Which Country is the Most Democratic?
By democratic, I mean in which it has a Government which fairly represents the population or represents the interests of the population.
Actually despite the fact that we in the U.S have a representative form of government the term "democratic" doesn't really describe us because that term usually refers to the existence of a Domocracy which we don't have we have a Republic in the US. Unless you are using "democratic" to refer to the principle of fair and equal treatment of all citizens in which case you still may.
There's also the historical fact that the US have only been in favor of democracy when it's been alligned to strategic aims. One could also talk about the kind of democracy that US fights for; take Iraq for example, it was more of a deathhole than a democracy when good ol' 'Murica was doing it's work down there.

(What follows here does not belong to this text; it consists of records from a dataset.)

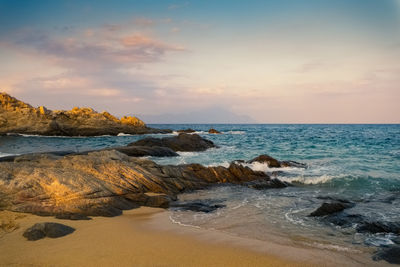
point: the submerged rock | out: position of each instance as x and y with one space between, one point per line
47 229
329 208
213 131
274 163
182 142
19 117
390 254
197 206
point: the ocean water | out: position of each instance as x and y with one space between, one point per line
358 163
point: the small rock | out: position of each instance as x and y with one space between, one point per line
390 254
213 131
273 163
47 229
329 208
197 206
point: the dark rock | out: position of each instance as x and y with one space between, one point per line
329 208
273 163
182 142
72 216
197 206
291 163
379 227
266 184
189 130
47 229
142 151
213 131
390 254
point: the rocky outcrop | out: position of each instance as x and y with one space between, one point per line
19 117
330 208
213 131
188 130
182 142
47 229
104 182
274 163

The Scandinavian countries. There isn't much poverty, basically everyone gets to vote, and our countries work together pretty well. Corruption is very low (Denmark ranking number 1 on 2012 corruption perception index, with Norwegian, Sweden and Finland ranking among the highest of the world). The Scandinavian countries are essential the epitomes of the wellfare state. We don't, however, have the lowest crime rate (as far as I can tell that would be Japan) but it's still lower than the one the U.S. has.
Well, colder climate countries seem to be more prosperous with less troubles in general but why is that? I always thought that would be an interesting debate. Crime rates everywhere go up when it's warmer.

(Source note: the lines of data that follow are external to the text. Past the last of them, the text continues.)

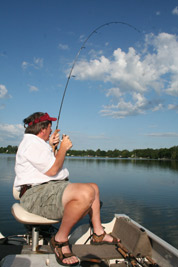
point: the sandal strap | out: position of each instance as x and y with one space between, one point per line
98 238
61 244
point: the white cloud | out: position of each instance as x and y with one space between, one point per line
163 134
4 91
37 63
141 81
11 133
175 11
63 46
33 88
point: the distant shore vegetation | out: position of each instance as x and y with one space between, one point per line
148 153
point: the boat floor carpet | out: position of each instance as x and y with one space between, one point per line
96 252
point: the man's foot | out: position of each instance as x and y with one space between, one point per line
63 254
104 239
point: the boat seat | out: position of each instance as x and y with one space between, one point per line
25 217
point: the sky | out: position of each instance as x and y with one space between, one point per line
123 89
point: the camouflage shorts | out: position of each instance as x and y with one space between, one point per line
45 199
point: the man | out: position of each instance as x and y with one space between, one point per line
46 191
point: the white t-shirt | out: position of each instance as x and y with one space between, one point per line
34 158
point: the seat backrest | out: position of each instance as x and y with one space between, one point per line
16 193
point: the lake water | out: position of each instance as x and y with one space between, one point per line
145 190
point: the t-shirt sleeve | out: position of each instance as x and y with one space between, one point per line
40 156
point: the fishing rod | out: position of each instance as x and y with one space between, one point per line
82 47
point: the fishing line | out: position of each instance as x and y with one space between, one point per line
75 60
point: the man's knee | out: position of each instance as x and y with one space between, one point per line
87 194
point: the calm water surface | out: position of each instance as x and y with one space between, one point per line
145 190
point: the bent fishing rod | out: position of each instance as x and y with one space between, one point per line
82 47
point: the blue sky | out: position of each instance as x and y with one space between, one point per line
124 93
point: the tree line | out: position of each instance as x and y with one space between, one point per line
9 149
148 153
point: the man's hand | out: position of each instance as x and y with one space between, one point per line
54 138
66 142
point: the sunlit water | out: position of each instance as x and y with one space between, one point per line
145 190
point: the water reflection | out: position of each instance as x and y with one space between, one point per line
145 190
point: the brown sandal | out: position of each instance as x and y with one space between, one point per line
98 239
57 249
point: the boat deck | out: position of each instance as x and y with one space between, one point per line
89 255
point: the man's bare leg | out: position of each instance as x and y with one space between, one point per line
78 200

But all countries can't be compared to each other... population is the biggest problem. The US is the most populous FREE country in the world.
Well, colder climate countries seem to be more prosperous with less troubles in general but why is that?
Assuming homicide statistics are a reasonable measure of crime rate, it looks like crime rate has more to do with which countries were victims of the European Colonial Period, what countries were under the influence of the USSR, and which countries had Gandhi. The distribution indeed is very odd, but I think it's coincidental. China seems to contradict my point, but then again, I don't really trust statistics coming from China.
population is the biggest problem.
Quite possibly so, but I think population density is a crucial factor as well. Population density in the US is quite low, which could explain US success at maintaining order. I may be wrong here, because a lot of US area isn't used by people at all, so the standard deviation should be pretty high.